Named Alabama's No. 1 tourist stop of 2017 by the Alabama Tourism Department, Muscle Shoals Sound Studio has undergone an extensive renovation, funded in part by Beats Electronics, and is open for tours.
Located in northwestern Alabama in Sheffield, Muscle Shoals Sound Studio was once a sought-after recording location for some of the world's best-known musical acts. The building fell into disrepair years ago after being used for other things, including an appliance store. Inspired by the 2013 documentary "Muscle Shoals," officials from Beats Electronics provided nearly $1 million to renovate the studio. The main studio has been revamped with a 1970s feel that includes bright colors, retro chairs and a metal ashtray and vintage recording equipment fills the production booth.

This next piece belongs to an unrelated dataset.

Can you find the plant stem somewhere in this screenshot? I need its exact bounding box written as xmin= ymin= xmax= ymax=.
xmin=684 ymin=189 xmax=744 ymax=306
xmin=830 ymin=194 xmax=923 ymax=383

Built around 1946, the building is on the National Register of Historic Places. It opened as a studio in 1969 after a group of local musicians known as "The Swampers" (David Hood, Jimmy Johnson, Roger Hawkins and Barry Beckett) broke away from nearby FAME Recording Studios, another recording landmark. From 1969 to 1978, artists from all over the world traveled here to record, including Mick Jagger, Aretha Franklin, Wilson Pickett, Willie Nelson, Percy Sledge, Rod Stewart, Bob Seger and Lynyrd Skynyrd. The Rolling Stones recorded "Brown Sugar" and "Wild Horses" here for their "Sticky Fingers" album. The building became known widely as 3614 Jackson Highway after Cher titled the first album recorded at the studio in 1969 by its address. It was also featured in the Stones' 1970 rockumentary "Gimme Shelter."
Today, the studio is owned and operated by the Muscle Shoals Music Foundation and is open for tours with plans to be a working recording facility in the coming months. Tour times are at 10:30 a.m., 11:30.a.m., 12:30.p.m., 1:30.p.m., 2:30.p.m. and 3:30 p.m.